Conta a lenda que Oxalá, numa de suas caminhadas pelo mundo, iria passar pela aldeia de Oxum, onde pretendia parar e descansar.
Exú,
mensageiro dos orixás, correu para avisar Oxum que o grande orixá
fun-fun estava a caminho de sua cidade. Era preciso organizar uma grande
recepção, pois a visita era muito importante para todos. Ela, então,
apressou-se com os preparativos da festa, ordenando a limpeza de todas
as casas e lugares públicos da aldeia, bem como que os enfeites
utilizados fossem da cor branca. Oxum cuidou pessoalmente da
ornamentação e limpeza de seu palácio, pois tudo tinha que estar
perfeito, à altura de Oxalá.
Com tantos afazeres importantes, em tão curto espaço de tempo, Oxun não se lembrou de convidar as Iya-mi para a grande festa.
As
feiticeiras não perdoaram essa desfeita. Sentindo-se muito
desprestigiadas, resolveram desmoralizar Oxum perante os convidados.
No
dia da chegada de Oxalá à cidade, Oxorongá entrou disfarçada no palácio
para colocar, no assento do trono da Oxum, um preparado mágico, que não
fora notado por ninguém.
Toda a cidade estava impecavelmente limpa e
ornamentada.
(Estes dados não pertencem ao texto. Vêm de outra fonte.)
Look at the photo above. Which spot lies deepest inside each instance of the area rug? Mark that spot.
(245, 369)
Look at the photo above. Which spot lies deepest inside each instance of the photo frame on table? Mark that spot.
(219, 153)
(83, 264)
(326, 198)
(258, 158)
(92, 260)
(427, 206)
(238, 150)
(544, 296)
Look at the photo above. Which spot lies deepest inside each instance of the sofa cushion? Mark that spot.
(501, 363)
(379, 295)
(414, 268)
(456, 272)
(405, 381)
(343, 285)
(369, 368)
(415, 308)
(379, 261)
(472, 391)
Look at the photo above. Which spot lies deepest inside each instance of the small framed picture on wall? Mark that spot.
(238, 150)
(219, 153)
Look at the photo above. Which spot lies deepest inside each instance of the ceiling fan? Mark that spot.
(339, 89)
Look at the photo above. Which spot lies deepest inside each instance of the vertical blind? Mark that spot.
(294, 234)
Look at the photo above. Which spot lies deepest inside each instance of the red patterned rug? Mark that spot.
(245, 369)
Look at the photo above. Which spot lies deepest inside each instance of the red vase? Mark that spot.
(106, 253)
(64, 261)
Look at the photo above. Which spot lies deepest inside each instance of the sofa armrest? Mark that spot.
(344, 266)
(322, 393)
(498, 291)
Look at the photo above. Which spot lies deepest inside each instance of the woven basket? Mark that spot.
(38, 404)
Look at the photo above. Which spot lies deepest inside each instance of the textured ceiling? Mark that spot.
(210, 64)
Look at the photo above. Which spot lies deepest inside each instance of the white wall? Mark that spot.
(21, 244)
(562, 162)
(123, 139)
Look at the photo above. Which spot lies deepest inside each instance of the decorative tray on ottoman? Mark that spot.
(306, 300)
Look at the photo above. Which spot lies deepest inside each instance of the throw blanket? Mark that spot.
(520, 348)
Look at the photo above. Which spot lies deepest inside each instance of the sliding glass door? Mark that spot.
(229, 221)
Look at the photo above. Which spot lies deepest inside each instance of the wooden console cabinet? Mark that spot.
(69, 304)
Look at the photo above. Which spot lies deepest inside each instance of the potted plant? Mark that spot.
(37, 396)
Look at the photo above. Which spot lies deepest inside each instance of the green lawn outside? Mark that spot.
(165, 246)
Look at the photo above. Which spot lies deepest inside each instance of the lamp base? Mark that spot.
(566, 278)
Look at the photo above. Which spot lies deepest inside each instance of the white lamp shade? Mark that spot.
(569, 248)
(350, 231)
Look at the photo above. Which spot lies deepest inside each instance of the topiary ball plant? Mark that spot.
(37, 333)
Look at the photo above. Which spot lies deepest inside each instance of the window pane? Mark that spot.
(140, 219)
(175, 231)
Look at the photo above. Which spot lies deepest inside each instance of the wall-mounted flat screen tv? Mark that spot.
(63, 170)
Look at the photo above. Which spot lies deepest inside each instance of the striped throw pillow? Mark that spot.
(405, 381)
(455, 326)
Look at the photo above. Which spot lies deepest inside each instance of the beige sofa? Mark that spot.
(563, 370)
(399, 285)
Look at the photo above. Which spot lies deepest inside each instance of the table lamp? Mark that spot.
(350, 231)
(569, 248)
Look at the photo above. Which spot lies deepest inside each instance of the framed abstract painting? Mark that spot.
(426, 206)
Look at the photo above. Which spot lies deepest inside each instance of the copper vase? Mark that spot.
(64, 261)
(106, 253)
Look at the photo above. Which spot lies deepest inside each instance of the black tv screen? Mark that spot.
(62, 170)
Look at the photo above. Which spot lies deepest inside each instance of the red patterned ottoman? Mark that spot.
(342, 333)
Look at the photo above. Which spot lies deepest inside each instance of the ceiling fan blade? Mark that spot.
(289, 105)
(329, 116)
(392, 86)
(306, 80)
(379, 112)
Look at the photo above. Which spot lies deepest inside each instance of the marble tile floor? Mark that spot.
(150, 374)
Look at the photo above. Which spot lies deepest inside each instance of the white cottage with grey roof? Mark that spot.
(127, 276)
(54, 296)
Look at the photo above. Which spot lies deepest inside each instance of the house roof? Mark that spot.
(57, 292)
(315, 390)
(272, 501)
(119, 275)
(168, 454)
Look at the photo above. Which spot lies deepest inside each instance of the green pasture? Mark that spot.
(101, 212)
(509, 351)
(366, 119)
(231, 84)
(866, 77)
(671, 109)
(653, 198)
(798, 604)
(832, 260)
O palácio de Oxum, que fora caprichosamente preparado,
tinha seus móveis e utensílios cobertos por tecidos de uma alvura
imaculada. Branca também seria a cor das roupas utilizadas na cerimônia.
Oxalá
finalmente chegou, sendo respeitosamente reverenciado numa grande
demonstração de fé e admiração ao grande mensageiro da paz.
Oxun,
sentada em seu trono, esperava com impaciência a entrada de Oxalá em seu
palácio, quando iria oferecer-lhe seu próprio assento. Mas, ao tentar
levantar-se, percebeu que estava presa em sua cadeira e, por mais força
que fizesse, não conseguia soltar-se. O esforço que empreendeu foi tão
grande, que, mesmo ferida, conseguiu ficar em pé, mas uma poça de sangue
havia manchado suas roupas e também sua cadeira.
Quando Oxalá viu
aquele sangue vermelho no trono em que se sentaria, ficou tão
contrariado, que saiu imediatamente do recinto, sentindo-se muito
ofendido.
Oxum, envergonhada com o acontecido, não conseguia entender
porque havia ficado presa em sua própria cadeira, uma vez que ela mesma
tinha cuidado de todos os preparativos.
Escondendo-se de todos, foi
consultar o oráculo de Ifá para obter um conselho. O jogo, então, lhe
revelou que Oxorongá havia colocado feitiço em seu assento, por não ter
sido convidada.
Exú, a pedido de Oxum, foi em busca do grande pai,
para relatar-lhe o ocorrido.Oxalá retornou ao palácio, onde a grande mãe
das águas estava sentada de cabeça baixa, muito constrangida. Quando
ela o viu, começou a abanar seu abebe, transformando o sangue de suas
roupas em penas vermelhas, que, ao voar, caíram sobre a cabeça de todos
os que ali estavam, inclusive a de Oxalá. Em reconhecimento ao esforço
que ela empreendeu para homenageá-lo, ele aceitou aquela pena vermelha
(ekodide), prostrando-se à sua frente, em sinal de agradecimento.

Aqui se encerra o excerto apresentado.